The notion of constituent or phrase structure (to use Chomsky’s term) is comparable to bracketing in mathematics or symbolic logic. If we have an expression of the form x(y + z), we know that the operation of addition must be carried out first and the operation of multiplication afterwards. By contrast, x x y + z is interpreted (using the general convention that, in the absence of brackets, multiplication takes precedence over addition) as equivalent to (x x y) + z. Generally speaking, the order in which the operations are carried out will make a difference in the result. For instance, with x = 2, y = 3 and z = 5 : x x (y + z) = 16, whereas (x x y)+ z = 11. Many sequences of words in English and other languages are ambiguous in much the same way that x x y + z would be ambiguous if it were not for the prior adoption by mathematicians of the general convention that multiplication takes precedence over addition.

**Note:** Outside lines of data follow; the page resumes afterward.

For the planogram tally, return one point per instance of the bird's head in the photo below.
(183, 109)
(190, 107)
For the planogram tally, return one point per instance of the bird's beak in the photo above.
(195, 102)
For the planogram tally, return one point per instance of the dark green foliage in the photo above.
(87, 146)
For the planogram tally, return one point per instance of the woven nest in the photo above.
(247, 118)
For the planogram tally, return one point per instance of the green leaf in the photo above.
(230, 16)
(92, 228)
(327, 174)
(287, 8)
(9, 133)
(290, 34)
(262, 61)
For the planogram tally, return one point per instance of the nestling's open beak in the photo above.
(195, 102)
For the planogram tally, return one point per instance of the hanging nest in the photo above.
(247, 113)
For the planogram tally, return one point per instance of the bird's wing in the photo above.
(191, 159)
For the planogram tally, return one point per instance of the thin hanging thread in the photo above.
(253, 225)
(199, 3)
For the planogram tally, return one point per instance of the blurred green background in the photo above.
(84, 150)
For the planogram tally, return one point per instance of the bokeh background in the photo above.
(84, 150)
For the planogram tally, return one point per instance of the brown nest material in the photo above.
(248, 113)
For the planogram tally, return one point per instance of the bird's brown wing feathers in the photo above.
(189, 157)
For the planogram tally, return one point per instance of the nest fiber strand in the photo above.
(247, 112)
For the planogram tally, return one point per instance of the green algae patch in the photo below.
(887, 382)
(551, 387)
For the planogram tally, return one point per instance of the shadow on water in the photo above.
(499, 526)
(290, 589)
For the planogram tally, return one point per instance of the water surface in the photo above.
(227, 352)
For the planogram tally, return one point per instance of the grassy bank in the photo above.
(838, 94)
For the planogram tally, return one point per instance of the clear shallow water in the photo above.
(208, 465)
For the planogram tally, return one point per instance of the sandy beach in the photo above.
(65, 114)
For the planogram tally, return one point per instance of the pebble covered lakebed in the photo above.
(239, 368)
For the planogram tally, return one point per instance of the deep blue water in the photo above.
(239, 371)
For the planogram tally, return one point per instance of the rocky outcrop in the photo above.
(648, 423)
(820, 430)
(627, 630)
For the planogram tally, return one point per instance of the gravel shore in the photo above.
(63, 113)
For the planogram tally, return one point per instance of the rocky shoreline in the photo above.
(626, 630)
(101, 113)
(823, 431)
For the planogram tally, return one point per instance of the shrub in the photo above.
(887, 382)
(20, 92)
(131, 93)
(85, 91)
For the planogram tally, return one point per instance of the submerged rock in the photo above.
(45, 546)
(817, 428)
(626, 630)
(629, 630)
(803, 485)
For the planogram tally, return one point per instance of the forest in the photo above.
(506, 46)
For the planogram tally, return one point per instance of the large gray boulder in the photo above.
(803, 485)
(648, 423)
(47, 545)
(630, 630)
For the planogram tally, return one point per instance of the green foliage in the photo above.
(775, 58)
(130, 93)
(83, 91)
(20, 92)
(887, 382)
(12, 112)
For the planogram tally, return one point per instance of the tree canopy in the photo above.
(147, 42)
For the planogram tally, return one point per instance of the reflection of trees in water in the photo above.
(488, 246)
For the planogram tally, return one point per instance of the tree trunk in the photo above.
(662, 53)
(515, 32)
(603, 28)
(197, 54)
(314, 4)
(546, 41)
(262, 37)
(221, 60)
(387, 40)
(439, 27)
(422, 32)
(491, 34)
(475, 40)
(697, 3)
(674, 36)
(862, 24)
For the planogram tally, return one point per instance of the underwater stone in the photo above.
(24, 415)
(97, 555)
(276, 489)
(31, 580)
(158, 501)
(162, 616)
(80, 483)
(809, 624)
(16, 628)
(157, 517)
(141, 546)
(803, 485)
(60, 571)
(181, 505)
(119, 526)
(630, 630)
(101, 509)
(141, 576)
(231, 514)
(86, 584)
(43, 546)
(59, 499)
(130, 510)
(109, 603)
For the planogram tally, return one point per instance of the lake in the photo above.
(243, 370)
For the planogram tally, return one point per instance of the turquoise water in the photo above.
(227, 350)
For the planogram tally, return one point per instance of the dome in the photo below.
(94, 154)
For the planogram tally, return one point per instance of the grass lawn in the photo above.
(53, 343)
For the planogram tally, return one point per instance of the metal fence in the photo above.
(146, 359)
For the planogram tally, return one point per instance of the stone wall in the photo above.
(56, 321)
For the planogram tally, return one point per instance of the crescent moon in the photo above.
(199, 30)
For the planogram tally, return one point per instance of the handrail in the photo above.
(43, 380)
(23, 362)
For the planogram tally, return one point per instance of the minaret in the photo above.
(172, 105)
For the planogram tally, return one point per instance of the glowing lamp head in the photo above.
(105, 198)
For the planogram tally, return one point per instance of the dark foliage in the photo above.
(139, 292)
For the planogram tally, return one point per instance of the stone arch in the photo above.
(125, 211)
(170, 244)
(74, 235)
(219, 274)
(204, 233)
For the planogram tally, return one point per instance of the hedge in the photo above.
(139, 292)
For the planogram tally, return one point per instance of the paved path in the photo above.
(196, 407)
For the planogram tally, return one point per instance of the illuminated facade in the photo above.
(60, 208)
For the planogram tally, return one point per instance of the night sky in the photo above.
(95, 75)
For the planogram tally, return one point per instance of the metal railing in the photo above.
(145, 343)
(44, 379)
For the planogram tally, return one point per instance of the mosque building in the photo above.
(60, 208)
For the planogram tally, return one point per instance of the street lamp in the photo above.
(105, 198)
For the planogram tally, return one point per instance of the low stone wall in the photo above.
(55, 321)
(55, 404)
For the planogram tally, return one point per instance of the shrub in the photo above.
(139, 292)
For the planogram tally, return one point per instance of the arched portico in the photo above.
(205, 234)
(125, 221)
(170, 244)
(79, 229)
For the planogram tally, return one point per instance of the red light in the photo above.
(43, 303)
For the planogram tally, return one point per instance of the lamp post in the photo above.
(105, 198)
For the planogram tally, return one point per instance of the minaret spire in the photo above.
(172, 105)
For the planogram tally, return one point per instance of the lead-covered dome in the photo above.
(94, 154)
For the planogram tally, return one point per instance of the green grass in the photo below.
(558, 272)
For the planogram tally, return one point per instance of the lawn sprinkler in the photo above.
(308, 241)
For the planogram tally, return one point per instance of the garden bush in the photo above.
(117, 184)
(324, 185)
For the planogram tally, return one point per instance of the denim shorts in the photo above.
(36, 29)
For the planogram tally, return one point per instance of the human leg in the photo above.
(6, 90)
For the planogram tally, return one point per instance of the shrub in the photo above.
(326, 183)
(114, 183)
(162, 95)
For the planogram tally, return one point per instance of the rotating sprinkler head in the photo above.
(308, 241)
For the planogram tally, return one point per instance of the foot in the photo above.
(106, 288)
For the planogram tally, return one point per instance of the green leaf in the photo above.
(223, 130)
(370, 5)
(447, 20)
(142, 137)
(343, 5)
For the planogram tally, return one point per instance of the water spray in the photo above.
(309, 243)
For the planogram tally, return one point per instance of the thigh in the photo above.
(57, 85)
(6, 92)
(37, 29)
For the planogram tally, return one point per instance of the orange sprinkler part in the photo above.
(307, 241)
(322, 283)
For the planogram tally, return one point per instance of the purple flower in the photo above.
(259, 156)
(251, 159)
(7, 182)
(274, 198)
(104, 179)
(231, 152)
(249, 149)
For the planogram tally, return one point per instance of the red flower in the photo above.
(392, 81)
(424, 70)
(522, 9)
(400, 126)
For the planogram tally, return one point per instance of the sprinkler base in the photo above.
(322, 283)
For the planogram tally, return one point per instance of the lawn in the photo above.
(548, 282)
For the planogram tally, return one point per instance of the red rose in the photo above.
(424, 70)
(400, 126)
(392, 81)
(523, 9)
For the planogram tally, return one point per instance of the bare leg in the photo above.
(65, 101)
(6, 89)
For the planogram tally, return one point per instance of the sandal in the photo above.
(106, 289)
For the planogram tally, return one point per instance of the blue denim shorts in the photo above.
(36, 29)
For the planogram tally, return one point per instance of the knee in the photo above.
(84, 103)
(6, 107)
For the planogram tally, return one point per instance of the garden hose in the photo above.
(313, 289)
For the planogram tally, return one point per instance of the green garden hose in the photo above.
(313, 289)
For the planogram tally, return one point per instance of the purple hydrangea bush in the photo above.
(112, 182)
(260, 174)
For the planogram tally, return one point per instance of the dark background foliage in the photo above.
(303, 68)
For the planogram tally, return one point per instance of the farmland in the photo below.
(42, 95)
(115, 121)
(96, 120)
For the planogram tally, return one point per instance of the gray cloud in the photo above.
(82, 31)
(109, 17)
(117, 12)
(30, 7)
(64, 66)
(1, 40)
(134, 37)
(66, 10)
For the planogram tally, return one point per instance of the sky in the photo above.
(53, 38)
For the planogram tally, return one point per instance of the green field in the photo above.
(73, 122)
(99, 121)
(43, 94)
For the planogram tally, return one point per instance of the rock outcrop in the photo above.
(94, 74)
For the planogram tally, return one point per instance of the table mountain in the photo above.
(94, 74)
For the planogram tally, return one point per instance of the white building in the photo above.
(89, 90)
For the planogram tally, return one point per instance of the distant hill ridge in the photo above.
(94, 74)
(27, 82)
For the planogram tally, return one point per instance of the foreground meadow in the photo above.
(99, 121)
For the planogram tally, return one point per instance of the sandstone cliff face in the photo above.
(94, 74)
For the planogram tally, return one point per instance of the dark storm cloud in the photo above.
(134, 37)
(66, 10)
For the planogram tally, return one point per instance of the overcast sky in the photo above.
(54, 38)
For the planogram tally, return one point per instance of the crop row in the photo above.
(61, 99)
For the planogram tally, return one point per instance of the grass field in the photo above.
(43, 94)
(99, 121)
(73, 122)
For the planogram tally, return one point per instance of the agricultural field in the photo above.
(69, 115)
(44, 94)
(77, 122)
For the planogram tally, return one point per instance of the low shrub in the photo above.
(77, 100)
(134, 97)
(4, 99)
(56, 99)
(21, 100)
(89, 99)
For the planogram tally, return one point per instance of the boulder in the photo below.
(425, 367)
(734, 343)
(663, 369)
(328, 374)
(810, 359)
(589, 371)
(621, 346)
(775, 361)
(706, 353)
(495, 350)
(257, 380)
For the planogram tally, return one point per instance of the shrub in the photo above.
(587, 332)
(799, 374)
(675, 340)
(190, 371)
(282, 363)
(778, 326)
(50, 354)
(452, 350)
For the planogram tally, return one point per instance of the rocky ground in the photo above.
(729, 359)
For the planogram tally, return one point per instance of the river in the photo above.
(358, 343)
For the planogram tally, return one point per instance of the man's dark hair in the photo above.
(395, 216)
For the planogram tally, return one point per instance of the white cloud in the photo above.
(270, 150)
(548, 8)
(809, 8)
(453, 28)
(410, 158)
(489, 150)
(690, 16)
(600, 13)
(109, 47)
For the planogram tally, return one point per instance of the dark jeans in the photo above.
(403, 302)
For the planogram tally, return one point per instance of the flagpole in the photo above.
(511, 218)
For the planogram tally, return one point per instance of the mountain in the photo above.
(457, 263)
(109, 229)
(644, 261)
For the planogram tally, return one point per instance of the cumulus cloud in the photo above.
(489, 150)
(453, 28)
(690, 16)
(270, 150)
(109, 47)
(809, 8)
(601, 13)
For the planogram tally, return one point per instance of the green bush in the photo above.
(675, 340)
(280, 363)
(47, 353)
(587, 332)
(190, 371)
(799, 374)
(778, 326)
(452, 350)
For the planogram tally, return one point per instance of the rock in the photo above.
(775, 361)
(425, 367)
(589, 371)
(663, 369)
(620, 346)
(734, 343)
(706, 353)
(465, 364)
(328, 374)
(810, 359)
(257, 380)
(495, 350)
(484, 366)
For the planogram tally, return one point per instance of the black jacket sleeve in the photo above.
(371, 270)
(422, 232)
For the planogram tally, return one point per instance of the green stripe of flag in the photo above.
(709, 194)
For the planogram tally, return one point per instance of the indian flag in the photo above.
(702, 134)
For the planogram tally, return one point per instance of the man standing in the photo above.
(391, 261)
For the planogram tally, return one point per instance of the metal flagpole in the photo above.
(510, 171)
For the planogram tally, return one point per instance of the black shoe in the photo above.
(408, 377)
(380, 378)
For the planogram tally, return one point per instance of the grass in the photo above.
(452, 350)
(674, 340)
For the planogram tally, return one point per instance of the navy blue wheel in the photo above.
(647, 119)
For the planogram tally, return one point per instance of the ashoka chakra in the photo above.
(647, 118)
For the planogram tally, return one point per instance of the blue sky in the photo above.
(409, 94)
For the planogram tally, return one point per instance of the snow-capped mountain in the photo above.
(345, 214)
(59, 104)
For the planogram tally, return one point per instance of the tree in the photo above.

A classic example is the phrase old men and women (and more generally A N and N), which may be interpreted either as (old men) and women – (xy) + z or old (men and women) – x(y + z). With the phrase structure indicated, using brackets, as old (men and women), the string of words is semantically equivalent to (old men) and (old women) — x(y + z) = (xy) + (xz). The theoretical importance of this phenomenon lies in the ambiguity of such strings as old men and women, which cannot be accounted for by appealing to a difference in the meaning of any of the ultimate constituents or to a difference in a linear structure. Chomsky’s formalisation of phrase structure grammar may be illustrated using the following rules:
(1) Sentence- NP + VP
(2) NP- T + N
(3) VP – Verb + NP
(4) T – the
(5) N – {man, ball…}
(6) Verb – {hit, took…}
This set of rules, which will generate only a small fraction of English sentences, is a simple phrase structure grammar. Each rule is of form X -> Y, where X is a single element, and Y is a string of one or more elements. The terminal string generated by the rules is the + man+ hit + the + ball, and it takes nine steps to generate this string of words. The set of nine strings, including the initial string, the terminal string and seven intermediary strings, constitute a derivation of the sentence The man hit the ball in terms of this particular phrase structure grammar.
Operation of Rewriting
Whenever we apply a rule, we put brackets, as it were, around the string of elements that are introduced by the rule, and we label the string within the brackets as an instance of the element that the rule has rewritten. An alternative and equivalent means of representing the labelled bracketing assigned to strings of elements generated by a phrase structure grammar is a tree diagram. Since tree diagrams are visually more precise than sequences of symbols and brackets, they are more commonly used in the literature. The labelled bracketing, associated with a terminal string generated by a phrase structure, is called a phrase marker.
Chomsky’s revolutionary step, as far as linguistics is concerned, was to draw upon this branch of mathematics and apply it to natural languages, like English, rather than to the artificial languages constructed by logicians and computer scientists. But he did more than take over and adapt for the use of linguists an existing system of formalisation and a set of theorems proved by others. He made an independent and original contribution to studying formal systems from a purely mathematical point of view. The mathematical investigation of phrase structure grammar is now well advanced, and various degrees of equivalence have been proved, which also formalise the notion of bracketing or immediate constituent structure.